Wednesday, June 22, 2011

Change I Actually Believe in

I spent Fathers Day with my family peering over the edge of a cliff at the Garden of the Gods.  That's not so revolutionary until I remember three years ago I only wanted two presents:  Peace and Quiet!  Instead, I was excited to haul my two year old around the rocks chasing my 6 year old!

It seems that I don't notice changes in my attitude/character until something crazy happens, like preferring to hike with a pregnant wife and two children rather than watch tv all day.

I was thinking how oblivious we can be, sometimes, to our own needs for maturity and growth.  How many people enjoy examining themselves searching for character flaws?   

So it wasn't a good idea to be reading a section of 1 Corinthians 11 that night.  I got stuck on the phrase, "Let a person examine himself..."  

Now I'm getting better at how I respond when a trusted friend calls me on something.  But "Examine himself"? That's coming MUCH slower.  But it's coming.  

And I wonder, how can I help my children be better at this than I am?  
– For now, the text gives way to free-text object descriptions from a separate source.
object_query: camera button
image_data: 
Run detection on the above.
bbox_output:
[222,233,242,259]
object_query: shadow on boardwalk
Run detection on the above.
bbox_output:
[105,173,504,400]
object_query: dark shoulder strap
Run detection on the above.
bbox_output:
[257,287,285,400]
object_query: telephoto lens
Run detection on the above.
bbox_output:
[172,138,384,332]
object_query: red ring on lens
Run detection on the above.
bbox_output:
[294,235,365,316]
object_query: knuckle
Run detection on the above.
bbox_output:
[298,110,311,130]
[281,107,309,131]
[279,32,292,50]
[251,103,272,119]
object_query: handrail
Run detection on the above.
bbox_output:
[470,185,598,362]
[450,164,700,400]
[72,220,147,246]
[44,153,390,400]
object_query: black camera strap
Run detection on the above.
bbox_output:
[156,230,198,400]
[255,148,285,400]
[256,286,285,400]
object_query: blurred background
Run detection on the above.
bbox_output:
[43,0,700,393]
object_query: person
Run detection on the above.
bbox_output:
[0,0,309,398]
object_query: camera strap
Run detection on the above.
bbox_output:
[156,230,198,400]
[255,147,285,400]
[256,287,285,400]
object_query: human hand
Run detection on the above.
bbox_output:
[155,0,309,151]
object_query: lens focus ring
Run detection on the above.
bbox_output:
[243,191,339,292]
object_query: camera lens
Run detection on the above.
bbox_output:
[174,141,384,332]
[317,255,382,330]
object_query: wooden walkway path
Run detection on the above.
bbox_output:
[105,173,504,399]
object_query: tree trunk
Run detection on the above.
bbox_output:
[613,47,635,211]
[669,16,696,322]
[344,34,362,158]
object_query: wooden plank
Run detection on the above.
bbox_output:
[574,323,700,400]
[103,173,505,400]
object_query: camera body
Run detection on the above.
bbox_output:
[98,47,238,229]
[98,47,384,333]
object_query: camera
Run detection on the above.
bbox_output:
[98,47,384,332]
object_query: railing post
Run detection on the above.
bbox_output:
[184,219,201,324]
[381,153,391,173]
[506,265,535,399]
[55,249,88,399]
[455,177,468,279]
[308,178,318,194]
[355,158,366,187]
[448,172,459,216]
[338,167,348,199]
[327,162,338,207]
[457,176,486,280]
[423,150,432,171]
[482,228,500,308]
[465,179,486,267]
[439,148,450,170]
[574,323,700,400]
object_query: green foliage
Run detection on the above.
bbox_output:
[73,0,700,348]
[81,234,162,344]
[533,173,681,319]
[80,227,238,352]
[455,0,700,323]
My goal as a dad has become to face and deal with my junk so my kids don't have to...  They'll have enough of their own!  So how do I instill in them the habit of checking their blind spots?  
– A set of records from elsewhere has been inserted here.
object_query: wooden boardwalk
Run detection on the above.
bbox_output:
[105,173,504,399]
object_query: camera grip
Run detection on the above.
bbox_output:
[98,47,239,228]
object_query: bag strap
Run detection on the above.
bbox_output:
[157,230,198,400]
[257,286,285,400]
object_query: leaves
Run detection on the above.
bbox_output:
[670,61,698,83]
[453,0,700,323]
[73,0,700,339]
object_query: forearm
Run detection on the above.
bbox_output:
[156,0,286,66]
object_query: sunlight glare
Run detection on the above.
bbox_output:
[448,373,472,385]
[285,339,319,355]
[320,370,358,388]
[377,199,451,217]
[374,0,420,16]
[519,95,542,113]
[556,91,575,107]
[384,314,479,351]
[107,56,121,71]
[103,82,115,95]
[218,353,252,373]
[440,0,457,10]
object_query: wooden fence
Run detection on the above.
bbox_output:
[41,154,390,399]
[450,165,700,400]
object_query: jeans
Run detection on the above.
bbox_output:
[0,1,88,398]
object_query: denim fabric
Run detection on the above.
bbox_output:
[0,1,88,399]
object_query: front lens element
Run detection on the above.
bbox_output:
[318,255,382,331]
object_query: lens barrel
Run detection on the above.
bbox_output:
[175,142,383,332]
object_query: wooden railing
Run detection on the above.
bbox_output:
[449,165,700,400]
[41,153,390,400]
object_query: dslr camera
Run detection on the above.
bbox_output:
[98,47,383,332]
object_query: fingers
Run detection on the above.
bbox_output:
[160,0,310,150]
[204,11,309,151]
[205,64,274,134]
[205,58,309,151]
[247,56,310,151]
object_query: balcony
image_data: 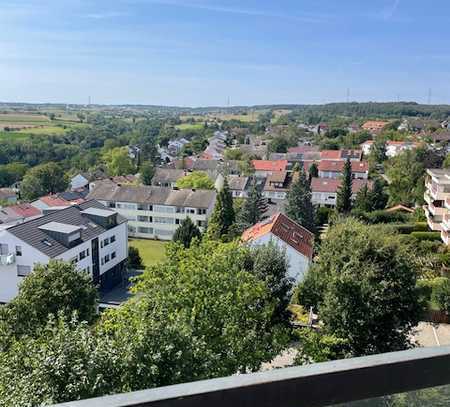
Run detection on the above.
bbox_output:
[428,201,446,216]
[425,208,443,231]
[0,253,15,266]
[52,346,450,407]
[441,229,449,245]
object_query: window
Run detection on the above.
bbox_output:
[107,202,116,208]
[138,215,150,222]
[70,257,78,264]
[186,208,195,214]
[101,257,104,265]
[128,225,136,233]
[102,237,110,247]
[153,217,174,224]
[0,244,8,255]
[137,203,151,211]
[175,219,180,225]
[153,205,175,213]
[15,246,22,256]
[197,208,207,215]
[79,250,87,260]
[110,235,116,243]
[138,226,153,234]
[104,254,110,263]
[154,229,173,236]
[111,251,116,260]
[17,265,31,277]
[176,207,185,214]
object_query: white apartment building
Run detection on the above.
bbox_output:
[87,180,216,240]
[0,200,128,303]
[424,169,450,245]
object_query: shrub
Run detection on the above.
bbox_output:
[316,207,333,226]
[417,277,448,303]
[432,278,450,313]
[410,232,442,241]
[414,222,429,232]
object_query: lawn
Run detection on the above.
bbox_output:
[17,125,67,135]
[175,122,204,130]
[0,113,50,124]
[129,239,167,267]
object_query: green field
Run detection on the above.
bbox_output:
[0,113,50,124]
[129,239,167,267]
[175,123,204,130]
[17,125,66,135]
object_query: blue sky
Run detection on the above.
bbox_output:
[2,0,450,106]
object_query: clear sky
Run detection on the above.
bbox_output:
[2,0,450,106]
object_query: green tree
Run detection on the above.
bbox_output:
[0,162,28,187]
[369,177,388,210]
[286,165,315,232]
[354,184,372,212]
[140,161,155,185]
[20,162,69,200]
[385,150,424,206]
[128,246,144,269]
[432,278,450,313]
[102,147,135,176]
[298,219,423,356]
[207,178,235,240]
[369,137,387,163]
[308,162,319,179]
[0,261,97,343]
[176,171,214,190]
[173,217,201,248]
[236,181,268,231]
[336,158,353,213]
[102,240,289,388]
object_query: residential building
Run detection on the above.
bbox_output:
[241,212,314,282]
[311,177,371,207]
[361,120,389,133]
[318,160,369,180]
[152,168,187,188]
[0,200,128,303]
[227,175,252,198]
[87,180,216,240]
[31,194,73,211]
[263,171,290,200]
[360,140,420,157]
[424,169,450,243]
[70,173,90,191]
[0,203,42,227]
[252,160,288,177]
[320,149,362,161]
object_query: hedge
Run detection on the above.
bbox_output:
[410,231,442,241]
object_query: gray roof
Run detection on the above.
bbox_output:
[87,180,216,209]
[39,221,81,234]
[152,168,185,185]
[7,200,126,258]
[228,176,250,191]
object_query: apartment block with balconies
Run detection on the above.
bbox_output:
[424,169,450,240]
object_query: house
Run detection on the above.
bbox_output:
[360,140,420,157]
[263,171,290,200]
[423,169,450,244]
[252,160,288,177]
[241,212,314,282]
[0,188,17,204]
[431,131,450,145]
[320,149,362,161]
[87,180,216,240]
[318,160,369,180]
[0,203,42,227]
[0,200,128,303]
[70,173,90,191]
[227,175,253,198]
[151,168,186,188]
[361,120,389,134]
[31,194,73,211]
[311,177,371,208]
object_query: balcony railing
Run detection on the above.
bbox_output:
[52,345,450,407]
[0,253,15,266]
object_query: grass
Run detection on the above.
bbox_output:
[0,113,50,124]
[0,131,30,140]
[17,126,66,135]
[175,123,204,130]
[129,239,167,267]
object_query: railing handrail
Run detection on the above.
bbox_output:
[53,345,450,407]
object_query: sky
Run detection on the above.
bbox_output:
[1,0,450,106]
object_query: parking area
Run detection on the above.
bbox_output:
[413,322,450,347]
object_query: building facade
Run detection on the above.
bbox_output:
[0,200,128,303]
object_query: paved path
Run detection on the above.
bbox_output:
[413,322,450,347]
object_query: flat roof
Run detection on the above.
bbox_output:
[81,207,116,218]
[38,221,81,234]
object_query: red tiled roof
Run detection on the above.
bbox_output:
[288,145,317,154]
[320,150,341,160]
[39,195,70,207]
[318,160,369,173]
[311,177,370,193]
[7,203,41,218]
[252,160,288,172]
[362,120,389,130]
[242,213,314,259]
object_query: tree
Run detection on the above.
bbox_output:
[369,177,388,210]
[432,278,450,314]
[176,171,214,190]
[308,162,319,179]
[20,162,69,200]
[353,184,372,212]
[298,219,423,356]
[207,178,235,240]
[0,261,97,342]
[236,181,268,231]
[336,158,352,213]
[173,217,201,248]
[0,162,28,187]
[369,137,387,163]
[385,150,424,206]
[102,147,135,176]
[285,164,315,232]
[140,161,155,185]
[269,137,289,153]
[102,240,289,388]
[76,112,85,123]
[128,246,144,269]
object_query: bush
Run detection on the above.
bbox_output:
[352,209,410,224]
[410,232,442,241]
[417,277,448,303]
[316,207,333,226]
[414,222,429,232]
[395,224,415,234]
[432,278,450,313]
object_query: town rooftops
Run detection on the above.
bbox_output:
[320,149,362,160]
[87,180,216,209]
[6,200,126,258]
[426,168,450,182]
[287,145,319,154]
[242,212,314,259]
[228,176,251,191]
[362,120,389,131]
[37,195,71,207]
[320,150,341,160]
[311,177,371,193]
[0,188,16,200]
[252,160,288,172]
[318,160,369,173]
[3,203,41,219]
[152,168,186,185]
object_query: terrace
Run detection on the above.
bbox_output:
[53,346,450,407]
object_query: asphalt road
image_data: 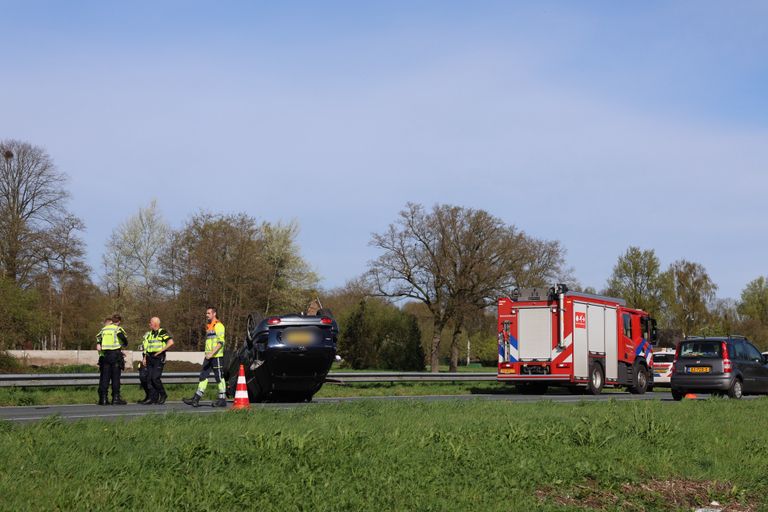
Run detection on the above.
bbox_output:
[0,390,724,423]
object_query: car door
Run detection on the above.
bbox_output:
[743,342,768,393]
[731,340,755,391]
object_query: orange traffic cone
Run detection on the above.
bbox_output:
[684,393,698,399]
[232,364,250,410]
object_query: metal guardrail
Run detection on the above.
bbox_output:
[0,371,498,387]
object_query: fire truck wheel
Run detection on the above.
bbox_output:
[587,362,604,395]
[629,362,649,395]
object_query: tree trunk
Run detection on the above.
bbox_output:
[449,324,462,372]
[430,318,444,373]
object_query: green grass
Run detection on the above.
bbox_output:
[1,399,766,510]
[0,381,514,406]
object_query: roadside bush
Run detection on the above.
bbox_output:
[339,299,425,371]
[0,351,23,373]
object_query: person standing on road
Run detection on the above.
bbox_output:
[184,306,227,408]
[96,314,129,405]
[139,317,174,405]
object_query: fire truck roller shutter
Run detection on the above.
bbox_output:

I had a chance already this week.  We were eating dinner and I thought I heard my son kicking his chair.  I said, "stop" and took a bite.  The kicking continued.  I said it a little louder, "STOP."  ...

The kicking CONTINUED.  

Finally I put my hand on my son's arm, shook it a little and said, "Son, you HAVE to listen to Dad when I'm talking to you."  

And my wife says, "He's not doing that.  Your daughter is."  

I HATE BEING WRONG!
Couple that with the fact that I LOVE being right and I faced a dilemma.  

I could have shrugged it off and kept eating.  I could have transferred the speech to the beautiful girl kicking her high chair.

Instead, I grabbed my son's hand and apologized.  

I was wrong and had to admit it.  I was wrong and chose not to make excuses.

Hopefully that becomes a habit with me.

But even more importantly, I hope I'm building that as a foundation in the lives of my children.  

That, and laughing at the sound of bodily functions, of course!